Una proteína Preparación método para la identificación de alto rendimiento de proteínas que interactúan con un cofactor nuclear utilizando LC-MS / MS análisis

Resumen

Hemos establecido un método para la purificación de proteínas de interacción correguladoras utilizando el sistema de LC-MS / MS.

Resumen

Transcriptional coregulators are vital to the efficient transcriptional regulation of nuclear chromatin structure. Coregulators play a variety of roles in regulating transcription. These include the direct interaction with transcription factors, the covalent modification of histones and other proteins, and the occasional chromatin conformation alteration. Accordingly, establishing relatively quick methods for identifying proteins that interact within this network is crucial to enhancing our understanding of the underlying regulatory mechanisms.

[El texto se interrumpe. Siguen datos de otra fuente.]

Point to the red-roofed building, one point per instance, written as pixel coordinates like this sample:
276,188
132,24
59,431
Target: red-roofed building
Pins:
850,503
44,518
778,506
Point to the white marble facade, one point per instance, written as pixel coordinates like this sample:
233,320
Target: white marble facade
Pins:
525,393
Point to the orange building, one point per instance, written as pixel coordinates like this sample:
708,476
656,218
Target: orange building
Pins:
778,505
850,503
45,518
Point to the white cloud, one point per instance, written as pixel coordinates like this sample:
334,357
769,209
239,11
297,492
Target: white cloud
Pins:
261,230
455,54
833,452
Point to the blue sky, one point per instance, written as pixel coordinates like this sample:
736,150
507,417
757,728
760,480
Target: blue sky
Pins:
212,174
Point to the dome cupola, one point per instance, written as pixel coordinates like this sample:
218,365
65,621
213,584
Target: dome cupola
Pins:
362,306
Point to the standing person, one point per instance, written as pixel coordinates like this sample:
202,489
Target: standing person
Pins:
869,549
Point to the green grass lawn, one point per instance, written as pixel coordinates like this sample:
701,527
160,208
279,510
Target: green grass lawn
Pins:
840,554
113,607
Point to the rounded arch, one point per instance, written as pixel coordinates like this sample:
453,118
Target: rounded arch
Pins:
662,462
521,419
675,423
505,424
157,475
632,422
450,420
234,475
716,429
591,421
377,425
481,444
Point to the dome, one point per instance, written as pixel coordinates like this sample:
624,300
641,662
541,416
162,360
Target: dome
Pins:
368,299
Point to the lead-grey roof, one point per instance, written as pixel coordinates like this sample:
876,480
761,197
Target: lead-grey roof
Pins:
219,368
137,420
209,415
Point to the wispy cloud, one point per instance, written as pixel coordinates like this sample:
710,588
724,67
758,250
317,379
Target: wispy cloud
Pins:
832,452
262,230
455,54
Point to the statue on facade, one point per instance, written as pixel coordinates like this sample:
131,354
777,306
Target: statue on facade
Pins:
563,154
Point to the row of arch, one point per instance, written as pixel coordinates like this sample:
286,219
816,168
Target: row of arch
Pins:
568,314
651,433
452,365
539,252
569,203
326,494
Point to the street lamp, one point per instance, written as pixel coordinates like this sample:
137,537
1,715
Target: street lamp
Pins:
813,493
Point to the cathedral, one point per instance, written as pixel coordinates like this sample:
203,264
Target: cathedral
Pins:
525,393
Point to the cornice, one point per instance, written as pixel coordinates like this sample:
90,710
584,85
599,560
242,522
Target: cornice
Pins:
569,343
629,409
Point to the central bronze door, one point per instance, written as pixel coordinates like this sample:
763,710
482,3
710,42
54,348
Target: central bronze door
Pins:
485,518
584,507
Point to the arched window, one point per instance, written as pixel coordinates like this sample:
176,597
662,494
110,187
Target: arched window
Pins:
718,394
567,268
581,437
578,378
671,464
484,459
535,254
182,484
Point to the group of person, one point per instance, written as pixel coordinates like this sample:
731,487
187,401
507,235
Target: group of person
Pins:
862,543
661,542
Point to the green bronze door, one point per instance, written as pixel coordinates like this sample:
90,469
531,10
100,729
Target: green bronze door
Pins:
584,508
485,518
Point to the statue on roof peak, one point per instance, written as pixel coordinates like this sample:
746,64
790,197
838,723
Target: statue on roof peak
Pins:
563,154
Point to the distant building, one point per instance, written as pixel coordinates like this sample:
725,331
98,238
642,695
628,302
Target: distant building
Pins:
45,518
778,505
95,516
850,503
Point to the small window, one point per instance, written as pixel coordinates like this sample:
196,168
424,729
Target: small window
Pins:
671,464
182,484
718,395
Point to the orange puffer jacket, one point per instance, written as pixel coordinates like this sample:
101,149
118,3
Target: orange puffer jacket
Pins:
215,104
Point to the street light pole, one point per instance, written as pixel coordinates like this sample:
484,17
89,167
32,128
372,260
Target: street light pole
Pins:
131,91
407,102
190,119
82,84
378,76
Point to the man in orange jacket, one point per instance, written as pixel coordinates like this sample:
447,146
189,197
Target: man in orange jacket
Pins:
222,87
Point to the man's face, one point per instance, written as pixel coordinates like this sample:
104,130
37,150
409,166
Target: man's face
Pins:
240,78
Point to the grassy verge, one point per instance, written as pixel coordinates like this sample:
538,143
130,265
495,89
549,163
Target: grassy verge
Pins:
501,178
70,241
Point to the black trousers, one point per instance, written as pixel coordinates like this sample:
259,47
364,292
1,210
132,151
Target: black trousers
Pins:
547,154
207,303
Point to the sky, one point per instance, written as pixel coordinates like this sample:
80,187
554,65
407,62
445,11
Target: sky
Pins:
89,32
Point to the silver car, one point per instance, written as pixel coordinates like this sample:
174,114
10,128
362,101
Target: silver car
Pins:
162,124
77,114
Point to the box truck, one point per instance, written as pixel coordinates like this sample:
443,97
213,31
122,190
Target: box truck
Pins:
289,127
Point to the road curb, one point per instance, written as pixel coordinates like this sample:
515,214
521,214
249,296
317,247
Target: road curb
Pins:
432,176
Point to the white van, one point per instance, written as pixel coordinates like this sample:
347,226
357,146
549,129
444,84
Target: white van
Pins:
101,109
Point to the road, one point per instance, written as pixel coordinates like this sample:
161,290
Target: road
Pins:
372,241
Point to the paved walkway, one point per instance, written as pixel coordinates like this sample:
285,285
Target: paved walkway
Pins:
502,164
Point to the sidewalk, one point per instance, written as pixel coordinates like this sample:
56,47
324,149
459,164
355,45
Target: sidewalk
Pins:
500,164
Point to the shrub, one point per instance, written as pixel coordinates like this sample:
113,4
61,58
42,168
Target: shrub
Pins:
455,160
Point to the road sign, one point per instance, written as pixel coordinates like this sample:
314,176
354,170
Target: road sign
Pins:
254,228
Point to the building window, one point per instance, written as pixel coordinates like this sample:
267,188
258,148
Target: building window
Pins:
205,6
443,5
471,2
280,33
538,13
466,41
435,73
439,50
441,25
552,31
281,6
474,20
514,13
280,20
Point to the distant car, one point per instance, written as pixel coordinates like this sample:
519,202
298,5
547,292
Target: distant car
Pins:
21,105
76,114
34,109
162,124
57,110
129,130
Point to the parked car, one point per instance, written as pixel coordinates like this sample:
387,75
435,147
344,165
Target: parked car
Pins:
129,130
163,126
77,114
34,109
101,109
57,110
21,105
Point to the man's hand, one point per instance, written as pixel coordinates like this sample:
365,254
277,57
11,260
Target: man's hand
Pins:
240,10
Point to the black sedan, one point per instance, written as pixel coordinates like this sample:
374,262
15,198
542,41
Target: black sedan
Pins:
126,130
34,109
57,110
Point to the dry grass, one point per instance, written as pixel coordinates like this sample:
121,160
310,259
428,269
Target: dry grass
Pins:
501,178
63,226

LC-MS/MS-mediated protein binding partner identification is a validated technique used to analyze protein-protein interactions. By immunoprecipitating a previously-identified member of a protein complex with an antibody (occasionally with an antibody for a tagged protein), it is possible to identify its unknown protein interactions via mass spectrometry analysis. Here, we present a method of protein preparation for the LC-MS/MS-mediated high-throughput identification of protein interactions involving nuclear cofactors and their binding partners. This method allows for a better understanding of the transcriptional regulatory mechanisms of the targeted nuclear factors.

Introducción

Las interacciones proteína-proteína desempeñan un papel importante en muchas funciones biológicas. Como tal, estas interacciones se han implicado en la transducción de señales; el transporte de proteínas a través de las membranas celulares; el metabolismo celular; y varios procesos nucleares, incluyendo la replicación del ADN, el ADN a reparar el daño, la recombinación y la transcripción ^{1, 2, 3, 4.} La identificación de las proteínas implicadas en estas interacciones tanto, es fundamental para avanzar en nuestra comprensión de estos procesos celulares.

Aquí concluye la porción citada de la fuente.